Public employees have certain constitutional rights that apply in their employment that may not apply to private employees… FIFTH AMENDMENT APPLIES TO INTERROGATIONS OF PUBLIC EMPLOYEES (“GARRITY RIGHTS”)
Public employees have certain constitutional rights that apply in their employment that may not apply to private employees. For example, in Garrity v. New Jersey, 385 U.S. 493 (1967) (Argued November 10, 1966; Decided January 16, 1967), the Supreme Court held that statements obtained in the course of an investigatory interview under threat of termination from public employment couldn’t be used as evidence against the employee in subsequent criminal proceedings. If, however, you refuse to answer questions after you have been assured that your statements cannot be used against you in a subsequent criminal proceeding, the refusal to answer questions thereafter may lead to the imposition of discipline for insubordination. Further, while the statements you make may not be used against you in a subsequent criminal proceeding, they can still form the basis for discipline on the underlying work-related charge.

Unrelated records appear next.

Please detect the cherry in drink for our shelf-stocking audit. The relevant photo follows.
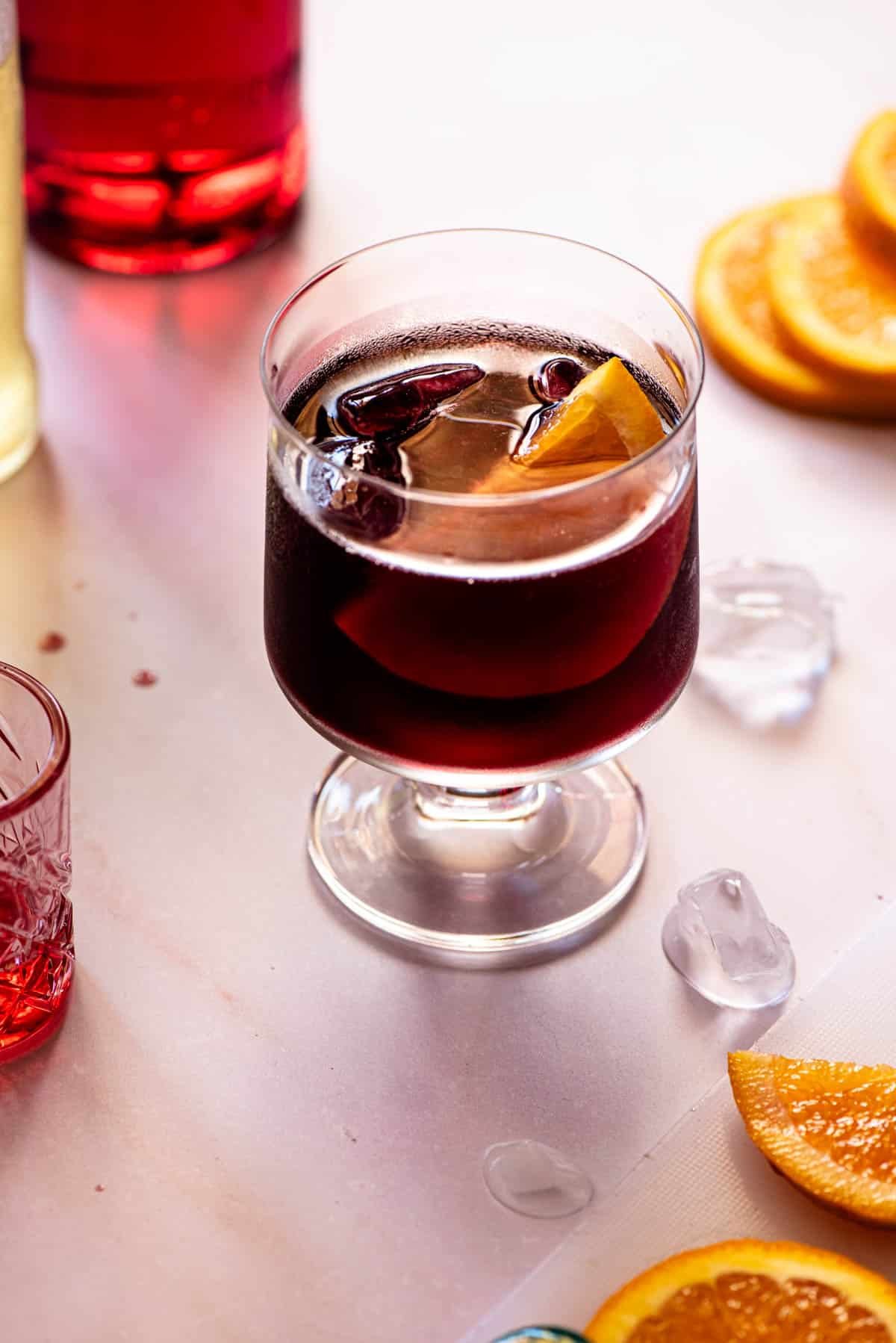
[264,328,699,781]
[19,0,305,274]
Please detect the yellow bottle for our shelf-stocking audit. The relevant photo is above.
[0,13,37,481]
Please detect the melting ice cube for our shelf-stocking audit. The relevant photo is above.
[662,868,797,1008]
[301,438,405,542]
[694,560,834,728]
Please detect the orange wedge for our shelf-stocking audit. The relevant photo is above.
[768,196,896,384]
[478,355,664,493]
[842,111,896,261]
[516,356,662,470]
[728,1053,896,1226]
[694,196,896,419]
[585,1241,896,1343]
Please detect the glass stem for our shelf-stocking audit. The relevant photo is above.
[414,783,547,825]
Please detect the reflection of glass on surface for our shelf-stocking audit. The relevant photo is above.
[0,662,75,1062]
[0,0,37,481]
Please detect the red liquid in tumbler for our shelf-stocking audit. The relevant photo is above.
[264,337,699,772]
[19,0,305,274]
[0,870,74,1064]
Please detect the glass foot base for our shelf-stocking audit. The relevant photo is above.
[309,756,647,966]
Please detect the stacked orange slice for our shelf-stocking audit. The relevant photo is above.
[728,1053,896,1226]
[585,1241,896,1343]
[696,111,896,419]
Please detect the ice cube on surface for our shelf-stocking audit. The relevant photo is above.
[693,560,834,728]
[662,868,797,1008]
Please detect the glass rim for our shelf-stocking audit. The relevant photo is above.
[0,662,71,825]
[259,229,706,509]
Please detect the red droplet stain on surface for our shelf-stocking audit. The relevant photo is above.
[37,630,69,653]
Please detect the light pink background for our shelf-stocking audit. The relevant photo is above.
[0,0,896,1343]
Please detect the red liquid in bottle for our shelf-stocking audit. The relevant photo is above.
[19,0,305,274]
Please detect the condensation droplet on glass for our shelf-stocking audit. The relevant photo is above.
[482,1138,594,1217]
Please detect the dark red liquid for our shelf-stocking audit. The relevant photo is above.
[19,0,305,274]
[264,475,699,771]
[264,329,699,775]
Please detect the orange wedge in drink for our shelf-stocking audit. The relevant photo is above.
[841,110,896,263]
[728,1053,896,1226]
[477,355,664,494]
[694,196,896,419]
[585,1241,896,1343]
[768,196,896,384]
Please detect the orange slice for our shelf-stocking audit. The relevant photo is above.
[728,1053,896,1226]
[694,197,896,419]
[768,196,896,384]
[585,1241,896,1343]
[478,355,664,493]
[842,111,896,259]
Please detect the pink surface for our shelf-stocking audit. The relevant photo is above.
[0,0,896,1343]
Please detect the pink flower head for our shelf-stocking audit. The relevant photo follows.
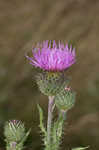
[26,40,75,72]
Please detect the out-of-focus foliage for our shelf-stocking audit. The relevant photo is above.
[0,0,99,150]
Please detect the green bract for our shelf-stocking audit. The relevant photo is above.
[36,72,64,96]
[55,86,75,111]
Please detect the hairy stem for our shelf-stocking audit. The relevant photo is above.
[47,96,54,145]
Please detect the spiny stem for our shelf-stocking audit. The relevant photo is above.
[47,96,54,145]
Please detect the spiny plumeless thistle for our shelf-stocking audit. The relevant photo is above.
[26,40,76,96]
[26,40,76,150]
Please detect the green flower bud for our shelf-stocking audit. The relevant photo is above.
[55,86,75,111]
[36,72,67,96]
[4,120,26,143]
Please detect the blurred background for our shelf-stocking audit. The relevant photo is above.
[0,0,99,150]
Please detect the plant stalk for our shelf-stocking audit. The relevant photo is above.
[47,96,54,145]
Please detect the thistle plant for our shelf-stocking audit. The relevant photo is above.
[4,120,30,150]
[26,40,88,150]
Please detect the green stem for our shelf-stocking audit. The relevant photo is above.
[47,96,54,145]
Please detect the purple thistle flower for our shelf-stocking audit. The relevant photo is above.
[26,40,75,72]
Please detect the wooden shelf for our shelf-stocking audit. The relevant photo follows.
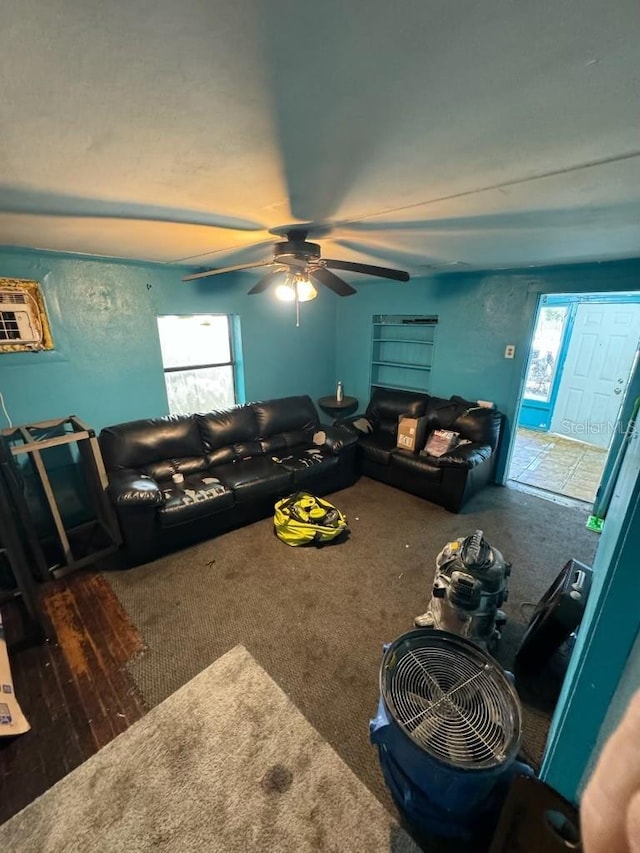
[371,382,429,394]
[371,314,438,394]
[373,338,433,347]
[371,361,431,371]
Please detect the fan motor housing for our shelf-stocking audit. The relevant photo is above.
[274,240,320,261]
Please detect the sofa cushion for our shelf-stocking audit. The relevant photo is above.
[260,427,317,456]
[158,472,234,527]
[366,388,429,441]
[100,415,204,471]
[420,443,492,468]
[451,403,502,450]
[276,444,340,485]
[140,456,208,480]
[391,449,442,485]
[252,395,320,439]
[195,406,258,455]
[211,456,293,503]
[360,433,396,465]
[425,395,502,450]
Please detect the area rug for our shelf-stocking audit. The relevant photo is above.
[105,478,598,804]
[0,646,418,853]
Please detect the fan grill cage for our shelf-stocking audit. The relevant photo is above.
[383,632,521,770]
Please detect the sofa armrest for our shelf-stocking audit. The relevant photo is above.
[109,468,164,507]
[320,424,359,453]
[420,442,493,468]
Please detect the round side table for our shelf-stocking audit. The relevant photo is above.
[318,395,358,423]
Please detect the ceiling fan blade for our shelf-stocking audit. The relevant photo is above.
[182,260,273,281]
[309,267,358,296]
[324,258,409,281]
[0,186,264,231]
[249,270,286,294]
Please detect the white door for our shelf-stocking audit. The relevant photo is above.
[550,302,640,447]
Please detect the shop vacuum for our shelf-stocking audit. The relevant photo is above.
[415,530,511,652]
[369,530,532,850]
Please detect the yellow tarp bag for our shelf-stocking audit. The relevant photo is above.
[273,492,349,546]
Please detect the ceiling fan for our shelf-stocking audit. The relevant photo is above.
[182,228,409,302]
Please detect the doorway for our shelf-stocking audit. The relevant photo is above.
[509,293,640,504]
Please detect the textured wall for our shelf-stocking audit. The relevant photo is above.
[0,250,335,429]
[336,253,640,480]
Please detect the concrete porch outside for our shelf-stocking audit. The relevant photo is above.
[509,427,607,503]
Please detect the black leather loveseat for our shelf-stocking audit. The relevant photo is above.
[99,396,357,564]
[351,388,502,512]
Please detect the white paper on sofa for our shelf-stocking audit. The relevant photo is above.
[424,429,460,456]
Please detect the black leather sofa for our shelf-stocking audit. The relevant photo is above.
[350,388,502,512]
[99,396,357,565]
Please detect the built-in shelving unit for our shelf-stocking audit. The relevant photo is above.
[371,314,438,392]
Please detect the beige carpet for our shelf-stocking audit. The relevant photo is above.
[105,477,598,804]
[0,646,418,853]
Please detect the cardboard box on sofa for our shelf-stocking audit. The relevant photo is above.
[396,415,429,453]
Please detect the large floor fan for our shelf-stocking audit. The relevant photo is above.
[370,628,531,843]
[183,228,409,302]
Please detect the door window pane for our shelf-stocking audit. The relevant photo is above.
[524,305,568,403]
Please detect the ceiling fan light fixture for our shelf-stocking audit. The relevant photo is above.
[276,276,318,302]
[296,278,318,302]
[276,282,296,302]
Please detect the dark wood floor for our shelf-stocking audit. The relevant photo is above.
[0,571,147,823]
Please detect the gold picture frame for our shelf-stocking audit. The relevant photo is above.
[0,278,53,353]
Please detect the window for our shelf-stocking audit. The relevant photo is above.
[158,314,236,415]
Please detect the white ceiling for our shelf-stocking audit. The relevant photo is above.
[0,0,640,273]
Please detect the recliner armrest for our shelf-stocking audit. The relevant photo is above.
[420,442,492,468]
[109,468,164,507]
[320,424,358,453]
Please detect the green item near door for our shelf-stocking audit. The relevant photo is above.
[586,515,604,533]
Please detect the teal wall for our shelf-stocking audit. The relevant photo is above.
[336,260,640,478]
[541,394,640,800]
[0,249,336,429]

To ensure that your Garrity rights are protected, you should ask the following questions: 1) If I refuse to talk, can I be disciplined for the refusal? 2) Can that discipline include termination from employment? 3) Are my answers for internal and administrative purposes only and are not to be used for criminal prosecution? If you are asked to provide a written statement regarding the subject of the interview, the following statement should be included in your report: “It is my understanding that this report is made for internal administrative purposes only. This report is made by me after being ordered to do so by my supervisor. It is my understanding that refusing to provide this report could result in my being disciplined for insubordination up to and including termination of employment. This report is made pursuant to that order and the potential discipline that could result for failing to provide this report.”